Poor nutritional status is one of the primary root causes for thyroid dysfunction because the thyroid gland is highly nutrient dependent. Many people eating a diet low in nutrient-dense, plant-based whole foods and loaded with refined flours, processed sugars, and poor quality fats and oils may become deficient in key nutrients that drive thyroid hormone production.

“Whole foods” nutrition provides essential nutrients and compounds needed by the body to drive thyroid function and metabolic health. Here are just some of the ways nutrition plays a role:

  • Salt: The thyroid needs iodine to work well. Make sure that you use iodised table salt.
  • Leafy Greens: Spinach, lettuce and most other green vegetables are great sources of magnesium, an all-star mineral that plays a beneficial role in most of the body processes.
  • Nuts: Almonds, cashew and pumpkin seeds are excellent sources of iron. Brazil nuts is a great source of iron and selenium.
  • Seafood: Is a great source of iodine.
  • Vegetables: Butternut, sweet potato and butternut squash contain vitamin A which make your thyroid work well.
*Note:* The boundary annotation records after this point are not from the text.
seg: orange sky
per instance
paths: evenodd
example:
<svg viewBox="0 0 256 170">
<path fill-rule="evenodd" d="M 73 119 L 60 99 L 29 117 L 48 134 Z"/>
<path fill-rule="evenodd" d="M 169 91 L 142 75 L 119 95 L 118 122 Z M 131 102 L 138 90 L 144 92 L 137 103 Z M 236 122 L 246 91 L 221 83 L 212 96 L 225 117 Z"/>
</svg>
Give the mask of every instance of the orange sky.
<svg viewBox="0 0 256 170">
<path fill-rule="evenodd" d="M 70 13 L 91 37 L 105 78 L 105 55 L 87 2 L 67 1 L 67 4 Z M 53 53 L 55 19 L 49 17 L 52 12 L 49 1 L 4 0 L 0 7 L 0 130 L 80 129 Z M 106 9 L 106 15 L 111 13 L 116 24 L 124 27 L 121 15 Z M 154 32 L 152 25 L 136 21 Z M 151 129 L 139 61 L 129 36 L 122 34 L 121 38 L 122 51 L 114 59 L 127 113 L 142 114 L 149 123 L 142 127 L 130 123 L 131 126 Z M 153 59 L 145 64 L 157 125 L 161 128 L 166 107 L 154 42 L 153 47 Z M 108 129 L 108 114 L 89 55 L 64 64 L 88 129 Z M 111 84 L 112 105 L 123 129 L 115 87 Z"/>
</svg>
Zinc also works in cooperation with vitamin A, and both support thyroid health and normal vision.

Foods that can make your thyroid “sick”:

People with hypothyroidism should avoid an excess of cruciferous vegetables (broccoli, cauliflower, and mustard greens). It is acceptable in moderation as long as you are not having them more than 5 times a week. Excessive amounts of cruciferous vegetables may cause a problem because they are considered goitrogens, which means they interfere with the uptake of iodine by the thyroid. This can cause enlargement of the thyroid and a disease called “goitre”.

Goitrogen foods include kale, cauliflower, cabbage and Brussel sprouts. Of course we need green vegetables in our diet, but too much of a good thing can also be bad.

“Food has the power to heal us all. It is the most potent tool we have to help prevent and treat chronic diseases”. Mark Hyman MD

Most of us eat at least three meals per day – each time we sit down to eat we are presented with an opportunity to choose foods that heal and nourish the body or foods that harm the body and deplete our health and vitality.  Eat consciously and make the correct choice.

Minimize your stress levels — Take a break, meditate, soak in the tub, go on vacation — do whatever works for you! Abnormal hormone secretion due to excessive stress can influence the overall hormone balance in the body.

Get adequate amounts of sleep — Inadequate or low-quality sleep can put your health at risk. Get at least 7-8 hours of sleep. Remember, even one sleepless night can have a harmful effect on your body, your looks and your mental state. It can potentially trigger inflammatory pathways and aggravate a hormonal imbalance.

Exercise is a great way to alleviate some of the symptoms of hypothyroidism — Walk your dog in the park, jog in the morning and incorporate some strength training and other core-building exercises into your daily routine. Exercising will help boost your mood, help you lose weight and increase your energy levels.

Identify and Treat the Underlying Causes

Find out what’s really triggering your thyroid problems — whether it’s an iodine deficiency, hormonal imbalance, environmental toxicity or inflammation. For best results, consult an integrative medical practitioner.